All these factors had given rise to a sharp loss of confidence in the regime, even within the ruling class, growing throughout the war. Early in 1916, Guchkov discussed with senior army officers and members of the Central War Industries Committee about a possible coup to force the abdication of the Tsar. In December, a small group of nobles assassinated Rasputin, and in January 1917 the Tsar's cousin, Grand Duke Nicholas, was asked indirectly by Prince Lvov whether he would be prepared to take over the throne from his nephew, Tsar Nicholas II. None of these incidents were in themselves the immediate cause of the February Revolution, but they do help to explain why the monarchy survived only a few days after it had broken out.
Meanwhile, Socialist Revolutionary leaders in exile, many of them living in Switzerland, had been the glum spectators of the collapse of international socialist solidarity. French and German Social Democrats had voted in favour of their respective governments' war efforts. Georgi Plekhanov in Paris had adopted a violently anti-German stand, while Alexander Parvus supported the German war effort as the best means of ensuring a revolution in Russia.
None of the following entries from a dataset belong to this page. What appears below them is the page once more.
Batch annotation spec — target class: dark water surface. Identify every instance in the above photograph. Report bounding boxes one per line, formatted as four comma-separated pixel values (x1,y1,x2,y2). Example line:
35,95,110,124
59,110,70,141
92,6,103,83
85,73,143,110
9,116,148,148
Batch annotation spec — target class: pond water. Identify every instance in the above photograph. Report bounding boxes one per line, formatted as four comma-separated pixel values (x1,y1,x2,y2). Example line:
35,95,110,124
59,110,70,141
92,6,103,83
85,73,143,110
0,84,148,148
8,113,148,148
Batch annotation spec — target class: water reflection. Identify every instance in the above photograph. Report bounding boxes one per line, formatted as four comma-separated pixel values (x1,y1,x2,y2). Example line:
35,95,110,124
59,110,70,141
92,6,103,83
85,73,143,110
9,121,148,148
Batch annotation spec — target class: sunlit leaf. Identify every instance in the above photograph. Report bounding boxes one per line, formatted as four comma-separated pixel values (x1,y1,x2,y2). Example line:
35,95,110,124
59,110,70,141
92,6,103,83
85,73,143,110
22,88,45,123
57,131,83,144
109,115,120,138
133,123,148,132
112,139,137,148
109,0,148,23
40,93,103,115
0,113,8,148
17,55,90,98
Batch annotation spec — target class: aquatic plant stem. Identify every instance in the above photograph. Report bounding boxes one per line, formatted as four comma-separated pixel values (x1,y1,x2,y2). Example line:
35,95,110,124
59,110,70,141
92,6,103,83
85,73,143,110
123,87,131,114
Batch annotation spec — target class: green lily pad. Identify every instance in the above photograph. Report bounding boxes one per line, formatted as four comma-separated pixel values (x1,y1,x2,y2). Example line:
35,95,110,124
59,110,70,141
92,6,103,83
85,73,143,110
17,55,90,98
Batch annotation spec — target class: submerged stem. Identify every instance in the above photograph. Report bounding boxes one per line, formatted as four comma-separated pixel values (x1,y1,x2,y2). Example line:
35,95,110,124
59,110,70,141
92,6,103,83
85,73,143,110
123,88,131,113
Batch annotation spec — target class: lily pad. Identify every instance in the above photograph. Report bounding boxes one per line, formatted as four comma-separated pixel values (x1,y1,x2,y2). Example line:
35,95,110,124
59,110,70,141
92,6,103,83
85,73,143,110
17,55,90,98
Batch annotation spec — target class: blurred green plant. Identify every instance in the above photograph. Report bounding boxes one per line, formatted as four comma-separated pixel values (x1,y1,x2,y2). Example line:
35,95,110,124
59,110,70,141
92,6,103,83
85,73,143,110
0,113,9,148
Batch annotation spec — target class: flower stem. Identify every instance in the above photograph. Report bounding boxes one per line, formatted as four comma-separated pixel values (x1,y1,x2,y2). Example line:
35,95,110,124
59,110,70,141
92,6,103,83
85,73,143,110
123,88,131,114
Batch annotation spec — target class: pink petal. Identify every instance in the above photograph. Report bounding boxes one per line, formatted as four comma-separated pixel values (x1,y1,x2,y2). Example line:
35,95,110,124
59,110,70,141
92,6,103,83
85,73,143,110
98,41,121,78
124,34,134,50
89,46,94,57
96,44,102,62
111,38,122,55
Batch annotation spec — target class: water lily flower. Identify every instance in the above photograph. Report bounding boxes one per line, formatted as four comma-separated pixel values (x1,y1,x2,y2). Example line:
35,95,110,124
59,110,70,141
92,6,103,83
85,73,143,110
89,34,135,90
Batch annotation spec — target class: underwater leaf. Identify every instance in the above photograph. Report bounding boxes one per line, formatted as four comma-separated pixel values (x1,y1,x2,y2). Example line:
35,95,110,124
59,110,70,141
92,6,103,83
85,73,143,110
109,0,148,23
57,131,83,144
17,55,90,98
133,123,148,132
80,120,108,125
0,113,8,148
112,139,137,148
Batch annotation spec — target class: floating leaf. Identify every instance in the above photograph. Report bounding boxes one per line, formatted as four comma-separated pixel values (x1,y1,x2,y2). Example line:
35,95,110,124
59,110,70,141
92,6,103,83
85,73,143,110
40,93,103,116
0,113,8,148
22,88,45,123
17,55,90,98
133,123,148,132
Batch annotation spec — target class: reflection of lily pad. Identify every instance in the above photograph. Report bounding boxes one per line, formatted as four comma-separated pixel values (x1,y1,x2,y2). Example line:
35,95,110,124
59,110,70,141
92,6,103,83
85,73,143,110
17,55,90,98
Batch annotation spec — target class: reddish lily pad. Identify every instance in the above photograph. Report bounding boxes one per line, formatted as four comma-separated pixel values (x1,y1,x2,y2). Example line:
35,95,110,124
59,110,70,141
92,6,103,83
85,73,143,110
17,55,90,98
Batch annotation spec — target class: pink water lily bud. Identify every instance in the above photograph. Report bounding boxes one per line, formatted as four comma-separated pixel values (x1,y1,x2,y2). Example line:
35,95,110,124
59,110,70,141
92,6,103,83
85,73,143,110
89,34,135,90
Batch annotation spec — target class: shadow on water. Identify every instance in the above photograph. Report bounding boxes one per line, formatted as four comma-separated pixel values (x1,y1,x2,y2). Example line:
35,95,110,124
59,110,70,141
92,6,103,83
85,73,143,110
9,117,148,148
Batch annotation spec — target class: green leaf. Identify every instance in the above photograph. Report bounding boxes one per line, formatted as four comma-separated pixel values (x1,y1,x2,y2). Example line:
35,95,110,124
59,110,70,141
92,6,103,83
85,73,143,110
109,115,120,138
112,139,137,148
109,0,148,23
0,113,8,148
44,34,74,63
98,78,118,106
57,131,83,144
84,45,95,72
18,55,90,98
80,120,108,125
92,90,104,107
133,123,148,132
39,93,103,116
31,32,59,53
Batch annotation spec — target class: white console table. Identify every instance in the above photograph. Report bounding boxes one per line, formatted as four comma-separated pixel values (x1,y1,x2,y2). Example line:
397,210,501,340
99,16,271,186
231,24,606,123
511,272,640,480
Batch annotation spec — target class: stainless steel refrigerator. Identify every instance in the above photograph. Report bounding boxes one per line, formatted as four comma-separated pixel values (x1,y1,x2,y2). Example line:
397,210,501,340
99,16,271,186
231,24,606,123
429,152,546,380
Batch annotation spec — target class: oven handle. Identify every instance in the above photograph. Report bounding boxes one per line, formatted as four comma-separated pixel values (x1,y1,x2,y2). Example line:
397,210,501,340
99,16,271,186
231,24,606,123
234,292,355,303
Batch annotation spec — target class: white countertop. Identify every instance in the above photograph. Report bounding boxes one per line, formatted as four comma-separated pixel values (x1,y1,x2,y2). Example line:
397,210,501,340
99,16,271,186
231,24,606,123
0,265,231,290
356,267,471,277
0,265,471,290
The Mensheviks largely maintained that Russia had the right to defend herself against Germany, although Julius Martov, now on the left of his group, demanded an end to the war and a settlement on the basis of national self-determination, with no annexations or indemnities.
It was these views of Martov that predominated in a manifesto drawn up by Leon Trotsky at a conference in Zimmerwald, attended by 35 Socialist leaders in September 1915. Inevitably, Vladimir Lenin supported by Zinoviev and Radek, strongly contested them. Their attitudes became known as the Zimmerwald Left. Lenin rejected both the defence of Russia and the cry for peace. Since the autumn of 1914, he had insisted that "from the standpoint of the working class and of the labouring masses the lesser evil would be the defeat of the Tsarist Monarchy"; the war must be turned into a civil war of the proletarian soldiers against their own governments, and if a proletarian victory should emerge from this in Russia, then their duty would be to wage a revolutionary war for the liberation of the masses throughout Europe.